I am not a fluent German speaker or reader. I simply repeat from the texts provided by Zimmer which speak for themselves. The cantata shown to Haydn in December 1790 is described by Franz Wegeler as having -
'SEVERAL SECTIONS SO DIFFICULT THAT SOME MUSICIANS DECLARED THEY COULD NOT POSSIBLY PLAY THEM. AS A RESULT, THE PERFORMANCE WAS CANCELLLED'
If you believe this cantata (SINGULAR) is either WoO87 or WoO88 why can't you identify which is was ?
Secondly, from Simrock -
'A CANTATA WHICH WE DID REHEARSE SEVERAL TIMES.....WE HAD ALL MANNER OF PROTESTS OVER THE DIFFICULT PLACES BEFORE US AND HE ASSERTED THAT EACH PLAYER MUST BE ABLE TO PERFORM HIS PART CORRECTLY'
This is indisputable evidence of virtuosity being asked of these musicians. It is evidence that this virtuosity is not confined to any one instrument but to each part.
And Simrock continues -
'(WE) PROVED WE COULDN'T, SIMPLY BECAUSE ALL THE FIGURES WERE COMPLETELY UNUSUAL, THEREIN LAY THE DIFFICULTY'.

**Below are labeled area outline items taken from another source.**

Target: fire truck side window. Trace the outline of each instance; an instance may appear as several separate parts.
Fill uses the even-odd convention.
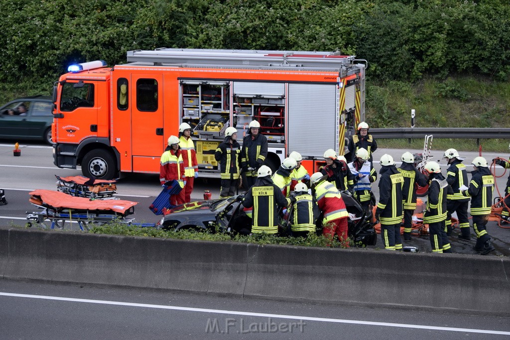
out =
[[[120,78],[117,81],[117,107],[124,111],[129,107],[129,94],[128,93],[128,80]]]
[[[94,107],[94,84],[66,83],[62,86],[60,110],[72,111],[78,108]]]
[[[158,110],[158,81],[155,79],[137,81],[136,108],[139,111],[150,112]]]

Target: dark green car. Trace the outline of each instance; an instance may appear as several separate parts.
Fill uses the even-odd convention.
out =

Again, I ask you Peter, which part of WoO87 or WoO88 matches this description. None whatsoever.
But let me continue still more -
'Father Reis, who was the Leader in Mergentheim, declared EARNESTLY, that THIS WAS ALSO HIS OPINION, and so it was not performed at court AND WE HAVE NEVER SEEN ANYTHING MORE OF IT SINCE'.
I again ask you to identify which of these two cantatas, WoO87 or WoO88 this can possibly be describing ? You refuse to give me a straight answer.

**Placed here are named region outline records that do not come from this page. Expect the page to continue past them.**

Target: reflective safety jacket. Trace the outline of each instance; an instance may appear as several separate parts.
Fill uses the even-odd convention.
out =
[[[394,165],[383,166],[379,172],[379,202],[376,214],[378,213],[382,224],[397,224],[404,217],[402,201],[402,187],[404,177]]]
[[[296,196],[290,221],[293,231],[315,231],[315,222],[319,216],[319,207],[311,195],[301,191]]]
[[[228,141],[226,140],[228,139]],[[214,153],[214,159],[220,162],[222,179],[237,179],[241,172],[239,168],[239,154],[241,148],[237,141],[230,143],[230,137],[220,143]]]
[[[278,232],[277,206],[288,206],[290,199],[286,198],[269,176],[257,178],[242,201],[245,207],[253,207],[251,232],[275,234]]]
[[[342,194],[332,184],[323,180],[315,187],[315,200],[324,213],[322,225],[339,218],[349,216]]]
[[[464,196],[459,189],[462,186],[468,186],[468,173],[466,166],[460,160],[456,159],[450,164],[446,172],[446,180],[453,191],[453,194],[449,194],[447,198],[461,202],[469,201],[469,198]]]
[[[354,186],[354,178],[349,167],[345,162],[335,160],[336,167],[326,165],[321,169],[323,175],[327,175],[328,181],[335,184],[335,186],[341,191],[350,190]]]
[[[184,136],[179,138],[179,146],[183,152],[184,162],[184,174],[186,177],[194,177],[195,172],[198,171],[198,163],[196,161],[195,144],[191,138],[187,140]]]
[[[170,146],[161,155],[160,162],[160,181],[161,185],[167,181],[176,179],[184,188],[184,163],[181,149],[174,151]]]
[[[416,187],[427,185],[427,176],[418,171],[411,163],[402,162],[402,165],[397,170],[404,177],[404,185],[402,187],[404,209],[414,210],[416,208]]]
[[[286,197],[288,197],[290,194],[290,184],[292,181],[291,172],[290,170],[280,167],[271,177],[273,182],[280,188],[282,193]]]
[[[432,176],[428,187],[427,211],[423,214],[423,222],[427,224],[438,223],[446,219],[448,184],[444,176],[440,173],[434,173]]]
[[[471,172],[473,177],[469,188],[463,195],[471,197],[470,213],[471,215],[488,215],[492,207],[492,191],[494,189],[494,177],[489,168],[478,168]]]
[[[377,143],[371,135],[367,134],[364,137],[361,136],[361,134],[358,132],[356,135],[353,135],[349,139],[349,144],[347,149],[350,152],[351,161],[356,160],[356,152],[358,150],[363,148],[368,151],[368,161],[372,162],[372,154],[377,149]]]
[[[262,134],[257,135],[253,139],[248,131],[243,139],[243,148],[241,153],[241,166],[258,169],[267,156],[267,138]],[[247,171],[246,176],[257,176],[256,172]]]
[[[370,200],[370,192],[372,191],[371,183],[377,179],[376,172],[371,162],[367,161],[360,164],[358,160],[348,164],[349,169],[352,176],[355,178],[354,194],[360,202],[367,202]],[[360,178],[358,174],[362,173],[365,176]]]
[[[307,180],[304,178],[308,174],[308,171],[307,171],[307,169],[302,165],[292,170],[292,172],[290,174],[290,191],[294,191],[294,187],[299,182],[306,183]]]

Let me end by repeating this -
'and so it was not peformed at court AND WE HAVE NEVER SEEN ANYTHING MORE OF IT SINCE'.
Now, you can convince yourself if you please. But the simple facts remain. Neither of these two cantatas WoO87 or WoO88 can have been the piece being described here. It's absurd to suggest otherwise.
If these reports are believed by you it is important that you tell us plainly, which of the two cantatas these reports are speaking about - since you know, I know, and everybody else knows that no such technical demands are made of either musicians or singers in either of these two cantatas. But if you go round in circles on this issue you are left with admitting that neither cantata matches these two independent descriptions of the Beethoven cantata - the one showed to Haydn.

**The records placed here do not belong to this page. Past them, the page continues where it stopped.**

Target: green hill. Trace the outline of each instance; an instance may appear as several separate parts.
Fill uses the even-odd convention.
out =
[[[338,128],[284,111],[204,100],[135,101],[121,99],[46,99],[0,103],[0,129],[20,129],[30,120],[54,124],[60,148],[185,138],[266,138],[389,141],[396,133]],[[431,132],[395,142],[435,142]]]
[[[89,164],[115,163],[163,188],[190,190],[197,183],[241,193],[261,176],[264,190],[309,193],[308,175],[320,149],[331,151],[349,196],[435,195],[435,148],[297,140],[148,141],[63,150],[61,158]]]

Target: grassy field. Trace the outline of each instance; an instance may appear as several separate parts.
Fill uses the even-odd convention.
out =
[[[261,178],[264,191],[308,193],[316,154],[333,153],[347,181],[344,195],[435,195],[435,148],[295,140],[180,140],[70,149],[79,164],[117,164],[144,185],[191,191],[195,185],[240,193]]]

Furthermore, if Beethoven had been commissioned to write either WoO87 or WoO88 (for which there is no evidence whatsoever) there would be in the possession of the Bonn Reading Society such a work. There is not. There never has been. And it is a blatant lie to insist that the facts say otherwise.
By June of 1790 Beethoven had written a piece of music related to the death of Joseph. That is fact. By December of 1790 he had shown a cantata to Haydn. That is fact. The same cantata was declared unplayable at Mergentheim - a fact confirmed by several witnesses. You are now left with either WoO87 or WoO88. That is the choice you will not or cannot make since you know that whatever choice you make would be absurd.
The 19 year old Beethoven wrote a cantata. It was neither of the above. And that is my final word on this subject. That work and the material in Beethoven's possession at the time of his death are either fragments of that cantata or are forms of it which will in time prove the existence of such a third work. The evidence is entirely pointing in this direction.
Whether manuscripts were on sale in 1813 or not (which is 12 years after the death of Luchesi) begs the question of which manuscripts they were, to whom they were attributed, and where they now are. But they in no way free you from answering the question of the cantata Beethoven showed to Hadyn in December 1790.